Lecture 5: Regression Models
In this lecture, we discuss regression problems. First, we review the training methods of linear regression models from different perspectives. Then, a basic nonlinear extension idea is introduced, feature mapping, and use it to introduce the first nonlinear regression model, polynomial regression. Afterward, we understand polynomial regression from the perspective of basis functions, and then introduce another commonly used nonlinear model, spline regression. At the end of this lecture, we introduce a new concept, the overfitting problem.

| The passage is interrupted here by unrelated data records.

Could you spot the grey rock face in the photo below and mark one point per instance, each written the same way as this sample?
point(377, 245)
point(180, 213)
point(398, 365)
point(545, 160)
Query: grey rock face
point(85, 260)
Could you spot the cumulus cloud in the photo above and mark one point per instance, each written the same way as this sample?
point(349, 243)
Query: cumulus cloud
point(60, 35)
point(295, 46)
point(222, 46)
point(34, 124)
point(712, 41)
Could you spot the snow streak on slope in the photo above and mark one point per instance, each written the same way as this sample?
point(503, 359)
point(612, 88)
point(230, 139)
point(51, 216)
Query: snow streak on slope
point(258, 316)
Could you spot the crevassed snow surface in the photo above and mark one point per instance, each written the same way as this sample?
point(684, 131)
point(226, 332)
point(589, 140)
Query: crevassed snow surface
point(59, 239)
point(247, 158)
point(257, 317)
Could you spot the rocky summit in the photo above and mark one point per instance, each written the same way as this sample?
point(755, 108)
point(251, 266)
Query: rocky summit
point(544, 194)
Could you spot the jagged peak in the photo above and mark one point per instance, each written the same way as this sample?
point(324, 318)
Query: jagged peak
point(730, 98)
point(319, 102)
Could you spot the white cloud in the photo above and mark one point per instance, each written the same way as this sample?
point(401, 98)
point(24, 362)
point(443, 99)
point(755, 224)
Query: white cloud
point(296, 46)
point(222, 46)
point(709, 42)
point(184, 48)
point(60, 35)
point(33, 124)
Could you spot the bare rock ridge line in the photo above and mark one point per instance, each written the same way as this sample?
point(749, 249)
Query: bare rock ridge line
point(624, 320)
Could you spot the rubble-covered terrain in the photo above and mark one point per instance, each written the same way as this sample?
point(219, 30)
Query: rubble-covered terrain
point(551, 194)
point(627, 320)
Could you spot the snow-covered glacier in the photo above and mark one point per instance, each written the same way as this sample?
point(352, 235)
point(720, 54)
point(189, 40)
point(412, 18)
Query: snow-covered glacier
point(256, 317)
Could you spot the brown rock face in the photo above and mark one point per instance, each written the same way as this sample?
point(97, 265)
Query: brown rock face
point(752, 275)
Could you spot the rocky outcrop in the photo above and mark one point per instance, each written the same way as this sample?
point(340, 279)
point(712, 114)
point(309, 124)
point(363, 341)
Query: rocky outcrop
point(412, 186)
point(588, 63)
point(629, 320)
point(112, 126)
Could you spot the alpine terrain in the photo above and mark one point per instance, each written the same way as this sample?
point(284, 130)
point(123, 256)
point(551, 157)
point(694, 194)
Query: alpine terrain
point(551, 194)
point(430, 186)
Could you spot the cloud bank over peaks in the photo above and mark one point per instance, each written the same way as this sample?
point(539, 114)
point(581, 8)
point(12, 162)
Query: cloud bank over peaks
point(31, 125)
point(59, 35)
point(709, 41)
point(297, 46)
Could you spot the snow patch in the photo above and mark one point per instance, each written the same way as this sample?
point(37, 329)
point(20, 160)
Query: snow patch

It is a core challenge in machine learning from the training perspective, and we focus on it in the next lecture.
5.1 Linear Regression Model
Unlike classification problems, the target variable in regression is continuous, but it inherits the basic idea of classification problems, which is to predict the target variable using a weighted combination of feature variables, i.e. \[ y = w_0 + w_1 x_1 + \dots w_px_p + \epsilon \] where \(\epsilon\) is a error term. The error term contains many things. It could be measurement errors, or random noise, or all the variations that can not be explained by all the feature variables. For the latest case, it also means we need more feature variables for a better prediction of the target variable.

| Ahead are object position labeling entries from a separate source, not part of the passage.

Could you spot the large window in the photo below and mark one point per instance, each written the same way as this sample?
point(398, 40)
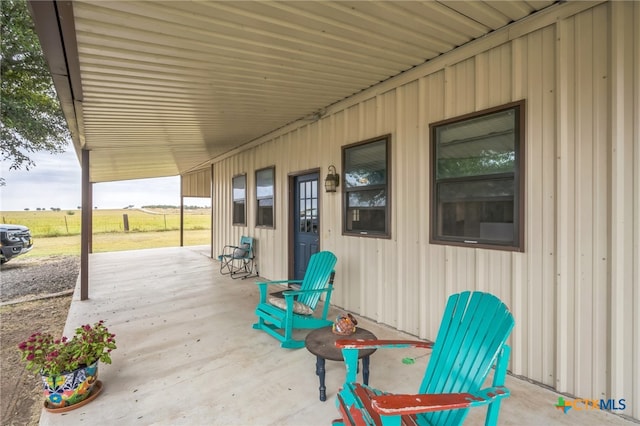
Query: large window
point(239, 195)
point(366, 188)
point(264, 197)
point(477, 179)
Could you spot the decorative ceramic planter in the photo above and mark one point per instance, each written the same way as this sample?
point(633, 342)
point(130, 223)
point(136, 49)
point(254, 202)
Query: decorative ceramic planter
point(67, 389)
point(345, 325)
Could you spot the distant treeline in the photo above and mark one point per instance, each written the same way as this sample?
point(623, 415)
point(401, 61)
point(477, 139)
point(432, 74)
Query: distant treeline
point(164, 206)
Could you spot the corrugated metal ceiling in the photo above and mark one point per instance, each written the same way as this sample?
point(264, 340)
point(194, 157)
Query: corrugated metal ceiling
point(169, 85)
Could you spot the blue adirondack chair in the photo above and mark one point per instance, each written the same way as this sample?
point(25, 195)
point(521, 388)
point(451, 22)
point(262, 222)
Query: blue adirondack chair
point(279, 316)
point(239, 261)
point(471, 340)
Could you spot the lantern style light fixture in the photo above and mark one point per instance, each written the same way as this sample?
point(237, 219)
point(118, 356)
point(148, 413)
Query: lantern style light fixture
point(332, 181)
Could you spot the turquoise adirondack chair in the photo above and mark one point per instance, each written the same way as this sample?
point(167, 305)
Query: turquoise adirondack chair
point(279, 316)
point(471, 340)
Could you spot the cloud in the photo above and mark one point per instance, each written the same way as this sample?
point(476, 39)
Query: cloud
point(55, 181)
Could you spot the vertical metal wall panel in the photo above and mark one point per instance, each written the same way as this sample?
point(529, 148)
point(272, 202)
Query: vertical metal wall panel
point(197, 184)
point(574, 288)
point(625, 214)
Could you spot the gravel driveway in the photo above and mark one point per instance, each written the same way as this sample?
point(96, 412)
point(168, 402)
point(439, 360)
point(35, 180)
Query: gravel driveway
point(26, 278)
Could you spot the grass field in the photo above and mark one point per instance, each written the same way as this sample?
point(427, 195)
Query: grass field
point(45, 223)
point(58, 233)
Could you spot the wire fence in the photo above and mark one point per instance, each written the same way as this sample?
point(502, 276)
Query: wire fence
point(58, 223)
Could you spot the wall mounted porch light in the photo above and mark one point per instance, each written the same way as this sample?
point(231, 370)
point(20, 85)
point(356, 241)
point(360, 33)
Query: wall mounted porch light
point(332, 181)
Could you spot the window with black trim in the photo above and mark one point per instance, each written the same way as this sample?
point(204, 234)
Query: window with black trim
point(477, 179)
point(265, 191)
point(366, 188)
point(239, 185)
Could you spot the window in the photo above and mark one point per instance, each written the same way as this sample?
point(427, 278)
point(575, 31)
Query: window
point(477, 179)
point(264, 197)
point(366, 188)
point(239, 184)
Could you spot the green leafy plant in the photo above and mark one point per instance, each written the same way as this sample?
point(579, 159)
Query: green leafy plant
point(50, 357)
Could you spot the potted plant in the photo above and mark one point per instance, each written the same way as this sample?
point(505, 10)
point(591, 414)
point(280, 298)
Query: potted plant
point(68, 367)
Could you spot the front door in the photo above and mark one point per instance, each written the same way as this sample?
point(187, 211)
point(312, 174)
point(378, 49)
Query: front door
point(306, 214)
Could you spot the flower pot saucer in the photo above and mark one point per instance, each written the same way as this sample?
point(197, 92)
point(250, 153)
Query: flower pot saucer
point(97, 388)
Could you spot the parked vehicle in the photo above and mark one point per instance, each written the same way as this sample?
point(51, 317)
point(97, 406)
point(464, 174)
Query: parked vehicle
point(14, 241)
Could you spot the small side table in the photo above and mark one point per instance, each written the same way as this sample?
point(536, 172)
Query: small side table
point(321, 343)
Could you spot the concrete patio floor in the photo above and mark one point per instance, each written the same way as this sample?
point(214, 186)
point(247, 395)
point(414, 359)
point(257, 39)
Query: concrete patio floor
point(187, 354)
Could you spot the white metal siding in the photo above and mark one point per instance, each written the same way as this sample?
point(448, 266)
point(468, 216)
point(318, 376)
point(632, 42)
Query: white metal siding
point(575, 290)
point(196, 184)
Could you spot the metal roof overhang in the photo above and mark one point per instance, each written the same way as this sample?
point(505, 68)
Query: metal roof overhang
point(163, 88)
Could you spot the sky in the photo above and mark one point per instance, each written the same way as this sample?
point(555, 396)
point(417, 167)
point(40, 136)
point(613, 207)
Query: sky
point(55, 182)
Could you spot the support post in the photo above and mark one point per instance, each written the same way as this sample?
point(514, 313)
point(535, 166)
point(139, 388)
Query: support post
point(85, 230)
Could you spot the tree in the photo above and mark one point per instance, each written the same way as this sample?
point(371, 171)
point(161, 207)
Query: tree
point(31, 119)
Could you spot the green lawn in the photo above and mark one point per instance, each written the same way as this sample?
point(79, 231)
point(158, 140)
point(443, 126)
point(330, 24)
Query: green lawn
point(67, 222)
point(70, 245)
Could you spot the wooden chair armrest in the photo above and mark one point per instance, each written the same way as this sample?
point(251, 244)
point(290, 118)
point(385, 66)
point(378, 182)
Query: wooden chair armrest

Obviously, we have to apply some methods (algorithm) to learn the model, i.e. estimate the coefficients \(w_0, w_1, \dots, w_p\) from a data set. Here, we mainly discuss two methods, least square methods and maximum likelihood method. Eventually, the two methods are equivalent for a regression problem, however, it is still necessary to explain maximum likelihood method for understanding logistic regression in lecture 7.
5.1.1 Least Square Method
Least Square method was proposed by the famous mathematician Gauss. He applied this method for data analysis to accurately predict the time of the second appearance of the asteroid, Ceres. His idea is quite simple: to use data to find the optimal line, represented by two coefficients, in order to minimize prediction errors, see the plot below.
Suppose that we have a set of paired observations, \((y_1,x_1), \dots, (y_n, x_n)\), then the mathematical formulation is \[ \hat{w}_0, \hat{w}_1 = \arg\min_{w_0, w_1} \sum_{i=1}^n(y_i-\hat{y}_i)^2 \] where \(\hat{y}_i = w_0 + w_1x_i\).
The solution of this optimization problem is \(\widehat{w}_1=\frac{\sum_{i=1}^N(x_i-\overline{x})(y_i-\overline{y})}{\sum_{i=1}^N(x_i-\overline{x})^2}\), and \(\widehat{w}_0=\overline{y}-\widehat{w}_1\overline{x}\)
5.1.2 Matrix Form ( NE )
When we consider multiple feature variables in a linear regression model, the above calculation formula becomes somewhat cumbersome and inefficient. To compute all the regression coefficients more effectively, we typically need to consider the matrix form of the model. By expressing the linear regression model in matrix form, we can simplify the computation and make it more efficient. The model can be written as: \[ \textbf{y} = \textbf{Xw} + \epsilon \] where: - \(\textbf{y}\) is the vector of observed values (target variable), \(\textbf{y} = (y_1, \dots, y_n)^{\top}\), - \(\textbf{X}\) is the design matrix, which contains the feature variables (including a column of ones for the intercept), i.e. \[ \textbf{X}= \begin{pmatrix} 1 & x_{1,1} & \cdots & x_{1,p}\\ \vdots & \vdots & \ddots & \vdots \\ 1 & x_{n,1} & \cdots & x_{n,p} \end{pmatrix} \]
- \(\textbf{w}\) is the vector of regression coefficients, \(\textbf{w} = (w_0, w_1, \dots, w_p)^{\top}\)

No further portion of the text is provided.